Introduction
Rest Easy with Ethereum Liquid Restaking 💤💤
Rest Finance introduces restETH, a liquid derivative of EigenLayer-restaked ETH. Our platform revolutionizes how users interact with Ethereum staking, offering the ability to earn restaking rewards without the need for self-hosted infrastructure or imposed illiquidity on user assets. Rest is further supported by the REST governance and utility token.
At the heart of our system is EigenLayer, a powerful set of smart contracts on the Ethereum network. EigenLayer enhances the Ethereum ecosystem by enabling consensus layer ETH stakers to participate in the validation of new software modules. This integration maintains Ethereum's status as a premier blockchain for transactions and wealth storage whilst strengthening its security infrastructure.
While opting into EigenLayer allows stakers to potentially earn higher returns, it also introduces specific trade-offs. One significant limitation is the lack of liquidity in EigenLayer's restaked ether, restricting its use across DeFi applications. This is where Rest's liquid restaking protocol comes into play, offering a solution to these challenges.

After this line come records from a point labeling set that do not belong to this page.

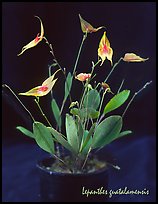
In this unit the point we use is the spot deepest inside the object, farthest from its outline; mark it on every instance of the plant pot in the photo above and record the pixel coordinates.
(66, 187)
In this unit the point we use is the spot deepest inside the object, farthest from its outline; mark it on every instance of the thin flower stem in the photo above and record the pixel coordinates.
(37, 102)
(121, 86)
(79, 52)
(135, 94)
(87, 82)
(5, 85)
(113, 69)
(101, 106)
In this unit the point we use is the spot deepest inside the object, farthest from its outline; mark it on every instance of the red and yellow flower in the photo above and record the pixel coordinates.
(87, 27)
(131, 57)
(44, 89)
(104, 50)
(35, 41)
(83, 76)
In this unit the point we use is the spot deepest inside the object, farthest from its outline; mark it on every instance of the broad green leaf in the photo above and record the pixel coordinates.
(107, 131)
(88, 137)
(56, 112)
(25, 131)
(127, 132)
(71, 132)
(92, 99)
(68, 84)
(87, 147)
(43, 137)
(60, 138)
(117, 101)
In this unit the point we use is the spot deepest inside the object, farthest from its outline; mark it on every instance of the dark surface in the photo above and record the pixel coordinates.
(136, 159)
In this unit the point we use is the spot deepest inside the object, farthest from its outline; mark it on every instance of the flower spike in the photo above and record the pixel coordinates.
(87, 27)
(104, 50)
(34, 42)
(83, 76)
(131, 57)
(44, 89)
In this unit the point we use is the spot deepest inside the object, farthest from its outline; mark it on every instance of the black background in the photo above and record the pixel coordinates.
(130, 26)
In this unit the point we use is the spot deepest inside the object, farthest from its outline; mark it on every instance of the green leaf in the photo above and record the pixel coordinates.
(25, 131)
(117, 101)
(56, 112)
(127, 132)
(86, 148)
(68, 84)
(43, 137)
(107, 131)
(92, 99)
(60, 138)
(88, 137)
(85, 113)
(71, 132)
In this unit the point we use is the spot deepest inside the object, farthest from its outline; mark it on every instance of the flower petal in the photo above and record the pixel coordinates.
(131, 57)
(35, 41)
(106, 87)
(32, 92)
(40, 90)
(104, 50)
(87, 27)
(83, 76)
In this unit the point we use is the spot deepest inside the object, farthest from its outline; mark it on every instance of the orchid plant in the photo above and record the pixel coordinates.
(89, 122)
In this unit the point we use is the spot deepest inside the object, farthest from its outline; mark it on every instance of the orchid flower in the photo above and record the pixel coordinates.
(87, 27)
(44, 89)
(34, 42)
(131, 57)
(106, 87)
(83, 76)
(104, 50)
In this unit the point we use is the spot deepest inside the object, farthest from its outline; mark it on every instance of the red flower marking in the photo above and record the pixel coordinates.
(43, 88)
(37, 38)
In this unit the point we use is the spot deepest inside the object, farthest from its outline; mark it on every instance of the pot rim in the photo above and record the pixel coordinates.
(40, 166)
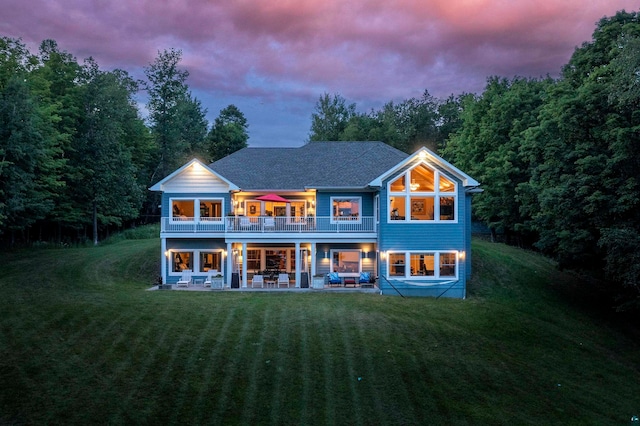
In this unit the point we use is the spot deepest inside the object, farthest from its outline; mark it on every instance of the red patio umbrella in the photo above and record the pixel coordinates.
(272, 197)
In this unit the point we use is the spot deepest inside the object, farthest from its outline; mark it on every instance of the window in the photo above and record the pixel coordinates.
(182, 209)
(347, 261)
(422, 265)
(210, 209)
(198, 261)
(185, 209)
(346, 208)
(181, 260)
(210, 260)
(397, 267)
(253, 260)
(421, 200)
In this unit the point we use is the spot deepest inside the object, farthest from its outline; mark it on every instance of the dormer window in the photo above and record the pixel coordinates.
(422, 199)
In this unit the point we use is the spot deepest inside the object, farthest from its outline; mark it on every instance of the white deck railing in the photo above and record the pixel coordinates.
(268, 224)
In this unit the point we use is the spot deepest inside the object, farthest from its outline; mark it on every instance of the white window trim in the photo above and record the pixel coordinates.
(196, 260)
(348, 197)
(436, 194)
(407, 262)
(348, 274)
(196, 209)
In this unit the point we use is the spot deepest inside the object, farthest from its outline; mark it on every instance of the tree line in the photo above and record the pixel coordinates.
(559, 159)
(76, 156)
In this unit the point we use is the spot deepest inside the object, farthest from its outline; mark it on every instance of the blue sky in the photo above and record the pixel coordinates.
(273, 59)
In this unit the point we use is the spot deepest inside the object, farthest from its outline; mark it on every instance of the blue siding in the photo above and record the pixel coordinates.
(432, 236)
(167, 196)
(324, 207)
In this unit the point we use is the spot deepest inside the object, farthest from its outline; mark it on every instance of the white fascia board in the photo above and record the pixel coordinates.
(425, 155)
(160, 185)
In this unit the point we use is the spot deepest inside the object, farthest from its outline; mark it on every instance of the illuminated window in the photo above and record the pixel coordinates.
(346, 261)
(421, 200)
(422, 265)
(210, 261)
(181, 260)
(182, 209)
(210, 209)
(346, 208)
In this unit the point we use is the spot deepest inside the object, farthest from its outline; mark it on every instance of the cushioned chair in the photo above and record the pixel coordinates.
(365, 279)
(269, 223)
(283, 279)
(334, 279)
(185, 279)
(257, 280)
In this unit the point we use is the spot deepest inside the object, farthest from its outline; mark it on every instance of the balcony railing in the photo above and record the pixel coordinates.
(268, 224)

By depositing EigenLayer-approved LSTs (like stETH, cbETH, or rETH) into Rest's smart contracts, users receive restETH - an ERC20 token that represents restaked ether. This approach ensures that while the underlying assets are securely staked within EigenLayer, restETH remains fully transferable and liquid, free from the typical limitations of natively restaked ether.
Our innovative Algorithmic Collateral Management (ACM) ensures deep liquidity and a stable peg for restETH. Whilst our community of dedicated contributors is constantly striving to expand the utility of restETH. We aim to integrate it across a wide range of DeFi protocols, enabling its use as a lendable asset, a margin for perpetual futures, a pair token for decentralized exchanges, and much more.